The Markdown body contains instructions with no format restrictions. Recommended: step-by-step procedures, input/output examples, edge cases.
### Progressive Disclosure (Token Efficiency)
Skills are structured for efficient context usage across three tiers:
1. **Metadata** (~100 tokens) — `name` and `description` loaded at startup for ALL skills
2. **Instructions** (<5000 tokens recommended) full SKILL.md body loaded when skill is activated
3. **Resources** (as needed) — scripts, references, assets loaded only when required
This means an agent can have hundreds of skills available with minimal token overhead. Only the names and descriptions are in context at startup; the full instructions load on demand.
### Adopting Platforms (30+)
**Major platforms confirmed:**
- **Anthropic:** Claude Code, Claude (platform)
- **Microsoft/GitHub:** VS Code, GitHub Copilot
- **OpenAI:** Codex
- **Google:** Gemini CLI
- **Cursor**
- **JetBrains:** Junie, Kiro
- **Nous Research:** Hermes Agent
- **Letta** (stateful agents with memory)
- **Block:** Goose
- **OpenHands** (cloud coding agents)
- **Roo Code**
- **Mistral AI:** Vibe
- **Databricks:** Genie Code
- **Snowflake:** Cortex Code
- **Factory** (AI-native development)
- **Spring AI** (Java ecosystem)
- **TRAE** (ByteDance)
- **Qodo** (code integrity)
- **Laravel Boost**
- **Amp**, Autohand, Mux, OpenCode, Firebender, Piebald, pi, Command Code, Ona, VT Code, Emdash, Agentman
### Why This Matters
The Agent Skills standard is the largest real-world instance of industrial codification for AI agents. The pattern mirrors historical skill decomposition:
1. **Craft guilds** — tacit knowledge held by individuals
2. **Scientific management (Taylor)** — explicit process documentation
3. **Algorithmic management** — automated process enforcement
4. **Agent Skills** — AI-readable procedural knowledge that agents discover, load, and execute
The key difference: Agent Skills are designed for **interoperability**. A skill written for Claude Code works in Cursor, Hermes Agent, GitHub Copilot, etc.
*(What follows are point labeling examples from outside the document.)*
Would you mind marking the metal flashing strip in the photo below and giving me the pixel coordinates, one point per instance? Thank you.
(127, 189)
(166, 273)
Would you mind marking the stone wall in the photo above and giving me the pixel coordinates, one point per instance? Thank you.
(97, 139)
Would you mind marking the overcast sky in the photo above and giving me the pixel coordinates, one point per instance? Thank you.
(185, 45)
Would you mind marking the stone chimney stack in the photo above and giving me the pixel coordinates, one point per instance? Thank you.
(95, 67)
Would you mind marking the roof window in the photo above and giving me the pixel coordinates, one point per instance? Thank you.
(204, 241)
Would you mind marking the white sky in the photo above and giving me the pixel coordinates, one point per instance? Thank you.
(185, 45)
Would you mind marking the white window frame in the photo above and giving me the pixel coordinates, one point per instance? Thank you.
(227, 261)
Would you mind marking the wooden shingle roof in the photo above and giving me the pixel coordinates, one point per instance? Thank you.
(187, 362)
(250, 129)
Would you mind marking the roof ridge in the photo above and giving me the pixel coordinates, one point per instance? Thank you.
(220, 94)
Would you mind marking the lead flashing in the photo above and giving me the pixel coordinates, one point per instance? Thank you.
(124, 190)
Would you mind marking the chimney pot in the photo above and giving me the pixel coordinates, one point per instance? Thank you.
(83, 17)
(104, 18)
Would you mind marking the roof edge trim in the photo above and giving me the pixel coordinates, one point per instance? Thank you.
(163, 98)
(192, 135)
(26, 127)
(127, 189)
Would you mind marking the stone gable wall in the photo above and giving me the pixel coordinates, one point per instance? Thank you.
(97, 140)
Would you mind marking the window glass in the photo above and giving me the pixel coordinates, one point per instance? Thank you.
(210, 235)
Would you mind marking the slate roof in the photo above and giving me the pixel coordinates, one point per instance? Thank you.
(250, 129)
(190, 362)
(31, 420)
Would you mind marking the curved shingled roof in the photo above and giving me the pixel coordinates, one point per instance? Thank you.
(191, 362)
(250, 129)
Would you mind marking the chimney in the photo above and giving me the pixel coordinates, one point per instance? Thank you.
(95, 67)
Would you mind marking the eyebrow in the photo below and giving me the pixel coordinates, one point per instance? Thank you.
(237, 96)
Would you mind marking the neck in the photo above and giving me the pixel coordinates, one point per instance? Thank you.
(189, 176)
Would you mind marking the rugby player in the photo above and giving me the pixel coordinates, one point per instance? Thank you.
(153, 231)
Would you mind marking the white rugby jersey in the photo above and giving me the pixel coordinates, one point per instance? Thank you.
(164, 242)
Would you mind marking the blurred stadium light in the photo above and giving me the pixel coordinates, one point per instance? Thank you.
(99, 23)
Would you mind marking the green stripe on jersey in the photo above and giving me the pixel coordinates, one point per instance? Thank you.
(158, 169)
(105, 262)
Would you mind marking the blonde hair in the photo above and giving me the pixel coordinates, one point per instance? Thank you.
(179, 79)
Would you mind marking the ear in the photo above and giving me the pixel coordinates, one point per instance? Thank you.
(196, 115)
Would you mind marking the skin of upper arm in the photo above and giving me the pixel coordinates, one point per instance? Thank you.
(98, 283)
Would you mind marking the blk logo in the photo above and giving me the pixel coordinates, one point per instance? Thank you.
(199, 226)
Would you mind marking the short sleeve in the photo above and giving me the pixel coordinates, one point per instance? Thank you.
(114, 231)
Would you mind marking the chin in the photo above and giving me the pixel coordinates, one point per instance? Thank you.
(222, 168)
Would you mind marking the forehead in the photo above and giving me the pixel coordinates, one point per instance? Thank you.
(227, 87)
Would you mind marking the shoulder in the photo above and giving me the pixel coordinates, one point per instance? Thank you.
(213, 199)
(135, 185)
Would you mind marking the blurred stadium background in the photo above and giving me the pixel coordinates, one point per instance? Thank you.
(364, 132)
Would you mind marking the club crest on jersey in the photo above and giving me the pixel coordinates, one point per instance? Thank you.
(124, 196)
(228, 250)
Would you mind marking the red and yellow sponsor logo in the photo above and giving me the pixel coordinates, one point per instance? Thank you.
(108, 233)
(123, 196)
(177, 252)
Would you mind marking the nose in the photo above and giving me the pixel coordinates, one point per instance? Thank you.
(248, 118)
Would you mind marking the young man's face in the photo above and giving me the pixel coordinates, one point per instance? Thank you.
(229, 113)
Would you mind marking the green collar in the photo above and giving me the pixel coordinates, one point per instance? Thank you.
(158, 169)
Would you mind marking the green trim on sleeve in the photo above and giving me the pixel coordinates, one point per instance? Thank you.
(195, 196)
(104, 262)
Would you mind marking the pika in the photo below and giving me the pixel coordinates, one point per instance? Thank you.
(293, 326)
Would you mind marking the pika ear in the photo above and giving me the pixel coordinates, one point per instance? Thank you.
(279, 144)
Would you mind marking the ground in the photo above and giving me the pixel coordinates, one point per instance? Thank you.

This creates a marketplace dynamic (agentskills.io) where procedural knowledge becomes portable, tradeable, and composable across platforms.
### Hermes Agent's Implementation
Hermes Agent was one of the earliest adopters and extends the standard with:
- **Auto-creation:** Complex tasks (5+ tool calls) trigger automatic skill generation
- **Self-evolution:** GEPA optimizes existing skills via trace-based mutation
- **Progressive disclosure at scale:** 40 skills costs the same tokens as 200 skills
- **Community marketplace:** Skills Hub at agentskills.io for sharing/installing
### Validation and Tooling
The `skills-ref` reference library provides validation:
```bash
skills-ref validate ./my-skill
```
This checks frontmatter validity and naming conventions. Available on GitHub at agentskills/agentskills.
### Open Development
The standard is governed via open development on GitHub (agentskills/agentskills) and Discord. Contributions from any platform are accepted. The spec is versioned and evolving — `allowed-tools` is explicitly marked as experimental.